Tribolium castaneum transcriptomics pipeline developed for Koch et al. manuscript "Gene expression evolution is predicted by stronger selection at more pleiotropic genes"
This repository contains the complete transcriptomics pipeline, as well as post-analysis scripts, developed for Koch et al. manuscript "Gene expression evolution is predicted by stronger selection at more pleiotropic genes" (https://doi.org/10.1101/2024.07.22.604294). The pipeline addresses various facets of the transcriptomics data obtained from the Tribolium castaneum laboratory adaptive experiment published in Koch & Guillaume (2020a), Koch & Guillaume (2020b) and Koch et al. (2020).

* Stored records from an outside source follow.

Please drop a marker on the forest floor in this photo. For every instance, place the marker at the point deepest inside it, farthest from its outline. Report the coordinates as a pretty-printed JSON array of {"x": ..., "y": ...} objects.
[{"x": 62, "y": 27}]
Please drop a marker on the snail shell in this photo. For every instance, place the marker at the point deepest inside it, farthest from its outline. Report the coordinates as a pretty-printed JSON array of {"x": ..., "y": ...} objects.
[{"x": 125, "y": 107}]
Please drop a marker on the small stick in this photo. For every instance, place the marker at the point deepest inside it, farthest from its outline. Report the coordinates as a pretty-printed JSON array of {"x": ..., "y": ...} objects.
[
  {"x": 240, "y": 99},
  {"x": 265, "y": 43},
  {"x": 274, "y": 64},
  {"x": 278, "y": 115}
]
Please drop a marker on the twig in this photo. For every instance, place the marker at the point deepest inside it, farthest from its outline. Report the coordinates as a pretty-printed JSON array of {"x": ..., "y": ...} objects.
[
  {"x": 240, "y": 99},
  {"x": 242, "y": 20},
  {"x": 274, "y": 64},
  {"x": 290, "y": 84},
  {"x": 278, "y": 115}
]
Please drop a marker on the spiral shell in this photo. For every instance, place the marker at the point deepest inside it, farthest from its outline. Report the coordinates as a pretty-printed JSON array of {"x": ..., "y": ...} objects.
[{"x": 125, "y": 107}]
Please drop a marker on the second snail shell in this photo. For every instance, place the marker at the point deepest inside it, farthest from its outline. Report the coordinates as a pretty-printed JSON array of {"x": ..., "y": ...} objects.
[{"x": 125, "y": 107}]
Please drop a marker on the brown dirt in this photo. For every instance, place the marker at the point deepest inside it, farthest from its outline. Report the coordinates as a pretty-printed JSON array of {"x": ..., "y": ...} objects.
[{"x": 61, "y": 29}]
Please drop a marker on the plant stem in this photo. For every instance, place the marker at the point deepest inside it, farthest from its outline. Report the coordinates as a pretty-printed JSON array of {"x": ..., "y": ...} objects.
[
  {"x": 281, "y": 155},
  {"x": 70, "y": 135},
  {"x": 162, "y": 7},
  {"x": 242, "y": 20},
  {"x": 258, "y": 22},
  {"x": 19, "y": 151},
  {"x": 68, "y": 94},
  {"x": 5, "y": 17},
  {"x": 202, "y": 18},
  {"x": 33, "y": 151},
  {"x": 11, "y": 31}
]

The pipeline was first designed to be deployed on the CSC computing farm. For this reason, parts of the code have been anonymized (e.g. to connect to the CSC servers).
- Charles Rocabert (https://orcid.org/0000-0002-9224-5819)
- Eva L. Koch (https://orcid.org/0000-0001-8366-4897)
- Frédéric Guillaume (https://orcid.org/0000-0003-0874-0081)
To re-run the pipeline, please follow the steps below:
(1) Download the latest version of this repository on your local computer (here),
(2) Download the data.tar.gz
file from https://doi.org/10.5281/zenodo.11080749, uncompress it and include it to the repository as following:
├── scripts
├── analyses
├── data
└── README.md
- PLINK 2.0,
- GATK-4.2.3.0,
- samtools 1.14
- picard-toolkit
- bcftools-1.14
- snpEff-5.1
- Beagle-5.4
- subread-2.0.3
- GEMMA-0.98.5
- Python3+
- R
- shell
- tidyverse
- cowplot
- edgeR
- limma
- ggfortify
- tibble
- WGCNA
- swiftclient
- paramiko
├── scripts
├── analyses
├── data
└── README.md
The pipeline is splitted in three main folders:
scripts
: This folder contains all the specific -omics tasks to build the data that will be used for higher-level analyses. This includes e.g. variants detection, eQTLs analysis, calculation of AFCs, etc.analyses
: This folder contains higher-level analyses.data
: This folder contains all the data produced by the pipeline. This folder is not included in the repository as it is too large to be handled by Github. It must be dowloaded separately.
└── scripts
├── 1_BAM_files_reorganization
├── 2_variant_call
├── 3_select_population
├── 4_genotype_imputation
├── 5_AFCs
├── 6_read_counts
├── 7_phenotypes
└── 8_eQTLs
Transcriptomics tasks are separated into folders and numbered for clarity.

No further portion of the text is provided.